In Paul’s great defense of salvation and growth by faith rather than by works, Paul asserts that “the law is not of faith” (Galatians 3:12, ESV).

Paul rebukes the Galatians for acting as if their growth (or sanctification) would come from works or obeying the law. He challenges them with a rhetorical question: “Did you receive the Spirit by the works of the law, or by believing what you heard?” (Galatians 3:2). They knew the answer. They had been born again and received the Spirit of God by grace through faith.
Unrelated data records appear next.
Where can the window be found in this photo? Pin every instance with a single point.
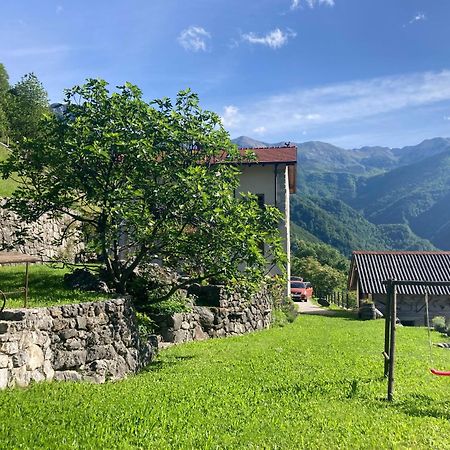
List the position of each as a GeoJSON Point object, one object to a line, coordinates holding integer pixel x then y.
{"type": "Point", "coordinates": [261, 202]}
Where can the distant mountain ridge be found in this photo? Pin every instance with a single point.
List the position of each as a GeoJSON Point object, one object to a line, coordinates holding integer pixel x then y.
{"type": "Point", "coordinates": [388, 198]}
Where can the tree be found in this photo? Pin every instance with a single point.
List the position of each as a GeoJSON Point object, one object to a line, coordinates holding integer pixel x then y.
{"type": "Point", "coordinates": [325, 279]}
{"type": "Point", "coordinates": [154, 182]}
{"type": "Point", "coordinates": [27, 103]}
{"type": "Point", "coordinates": [4, 94]}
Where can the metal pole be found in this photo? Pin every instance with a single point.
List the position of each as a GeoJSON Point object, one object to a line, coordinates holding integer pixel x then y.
{"type": "Point", "coordinates": [26, 286]}
{"type": "Point", "coordinates": [387, 317]}
{"type": "Point", "coordinates": [392, 344]}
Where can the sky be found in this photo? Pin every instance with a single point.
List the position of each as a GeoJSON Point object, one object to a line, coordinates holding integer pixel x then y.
{"type": "Point", "coordinates": [348, 72]}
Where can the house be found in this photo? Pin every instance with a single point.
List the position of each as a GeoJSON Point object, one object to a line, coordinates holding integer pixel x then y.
{"type": "Point", "coordinates": [369, 269]}
{"type": "Point", "coordinates": [271, 176]}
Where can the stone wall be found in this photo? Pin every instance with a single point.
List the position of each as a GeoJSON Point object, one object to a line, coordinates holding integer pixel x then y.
{"type": "Point", "coordinates": [87, 341]}
{"type": "Point", "coordinates": [44, 238]}
{"type": "Point", "coordinates": [218, 313]}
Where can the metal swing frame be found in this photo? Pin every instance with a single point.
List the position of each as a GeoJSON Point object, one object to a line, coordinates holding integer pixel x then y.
{"type": "Point", "coordinates": [390, 327]}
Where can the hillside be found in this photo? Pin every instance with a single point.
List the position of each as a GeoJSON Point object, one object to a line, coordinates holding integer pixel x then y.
{"type": "Point", "coordinates": [373, 197]}
{"type": "Point", "coordinates": [335, 223]}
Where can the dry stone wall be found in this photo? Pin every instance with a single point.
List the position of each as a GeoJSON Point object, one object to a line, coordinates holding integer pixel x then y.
{"type": "Point", "coordinates": [44, 238]}
{"type": "Point", "coordinates": [88, 341]}
{"type": "Point", "coordinates": [218, 313]}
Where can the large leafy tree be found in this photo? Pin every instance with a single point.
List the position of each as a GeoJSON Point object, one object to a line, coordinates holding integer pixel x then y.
{"type": "Point", "coordinates": [4, 94]}
{"type": "Point", "coordinates": [154, 182]}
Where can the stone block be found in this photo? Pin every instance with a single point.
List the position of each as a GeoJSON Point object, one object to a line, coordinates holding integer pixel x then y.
{"type": "Point", "coordinates": [37, 376]}
{"type": "Point", "coordinates": [19, 359]}
{"type": "Point", "coordinates": [48, 371]}
{"type": "Point", "coordinates": [3, 378]}
{"type": "Point", "coordinates": [67, 334]}
{"type": "Point", "coordinates": [101, 352]}
{"type": "Point", "coordinates": [19, 376]}
{"type": "Point", "coordinates": [67, 375]}
{"type": "Point", "coordinates": [4, 360]}
{"type": "Point", "coordinates": [199, 334]}
{"type": "Point", "coordinates": [64, 360]}
{"type": "Point", "coordinates": [81, 323]}
{"type": "Point", "coordinates": [14, 315]}
{"type": "Point", "coordinates": [206, 317]}
{"type": "Point", "coordinates": [10, 348]}
{"type": "Point", "coordinates": [73, 344]}
{"type": "Point", "coordinates": [176, 321]}
{"type": "Point", "coordinates": [35, 357]}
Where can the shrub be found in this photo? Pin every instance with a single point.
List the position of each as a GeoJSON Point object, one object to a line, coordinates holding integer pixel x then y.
{"type": "Point", "coordinates": [439, 324]}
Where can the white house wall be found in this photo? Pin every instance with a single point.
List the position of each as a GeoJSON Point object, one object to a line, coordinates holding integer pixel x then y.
{"type": "Point", "coordinates": [261, 179]}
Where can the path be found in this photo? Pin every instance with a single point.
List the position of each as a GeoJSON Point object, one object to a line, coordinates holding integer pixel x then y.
{"type": "Point", "coordinates": [312, 309]}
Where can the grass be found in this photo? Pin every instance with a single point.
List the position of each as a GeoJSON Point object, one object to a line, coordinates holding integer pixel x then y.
{"type": "Point", "coordinates": [316, 383]}
{"type": "Point", "coordinates": [46, 287]}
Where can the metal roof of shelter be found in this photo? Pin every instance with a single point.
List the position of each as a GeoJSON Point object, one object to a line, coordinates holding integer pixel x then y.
{"type": "Point", "coordinates": [372, 268]}
{"type": "Point", "coordinates": [16, 258]}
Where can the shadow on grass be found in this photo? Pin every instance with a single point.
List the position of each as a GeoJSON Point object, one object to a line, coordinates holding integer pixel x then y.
{"type": "Point", "coordinates": [344, 388]}
{"type": "Point", "coordinates": [167, 362]}
{"type": "Point", "coordinates": [332, 313]}
{"type": "Point", "coordinates": [420, 405]}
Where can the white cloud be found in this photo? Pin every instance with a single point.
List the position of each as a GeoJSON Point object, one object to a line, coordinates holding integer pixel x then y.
{"type": "Point", "coordinates": [194, 39]}
{"type": "Point", "coordinates": [259, 130]}
{"type": "Point", "coordinates": [274, 39]}
{"type": "Point", "coordinates": [230, 116]}
{"type": "Point", "coordinates": [418, 17]}
{"type": "Point", "coordinates": [311, 3]}
{"type": "Point", "coordinates": [341, 103]}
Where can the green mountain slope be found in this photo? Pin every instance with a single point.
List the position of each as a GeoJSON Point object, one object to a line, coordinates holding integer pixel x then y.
{"type": "Point", "coordinates": [337, 224]}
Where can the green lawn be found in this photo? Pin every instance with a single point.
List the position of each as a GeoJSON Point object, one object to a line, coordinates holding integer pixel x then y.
{"type": "Point", "coordinates": [316, 383]}
{"type": "Point", "coordinates": [46, 287]}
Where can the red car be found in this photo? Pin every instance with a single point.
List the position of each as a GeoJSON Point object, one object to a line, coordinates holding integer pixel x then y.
{"type": "Point", "coordinates": [301, 291]}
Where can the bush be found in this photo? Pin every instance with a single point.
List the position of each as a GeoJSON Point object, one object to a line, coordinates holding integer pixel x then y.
{"type": "Point", "coordinates": [439, 324]}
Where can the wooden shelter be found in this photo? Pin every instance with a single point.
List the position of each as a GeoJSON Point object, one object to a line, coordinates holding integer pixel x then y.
{"type": "Point", "coordinates": [369, 269]}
The next step in Paul’s defense of faith-over-law is a series of logical follow-up rhetorical questions. If they had begun their new walk by the Spirit of God (whom they had received by faith), then why are they expecting their growth and maturing would be accomplished by the works of the flesh (Galatians 3:3)? Had everything they had been through to that point been in vain (Galatians 3:4)? Does the One who provides the Spirit of God accomplish His work among them by works of law or by faith in the gospel (Galatians 3:5)? The point is that it is contradictory to acknowledge the role of faith at the beginning only to turn back to works and obedience to law. The law is not of (or from) faith (Galatians 3:12).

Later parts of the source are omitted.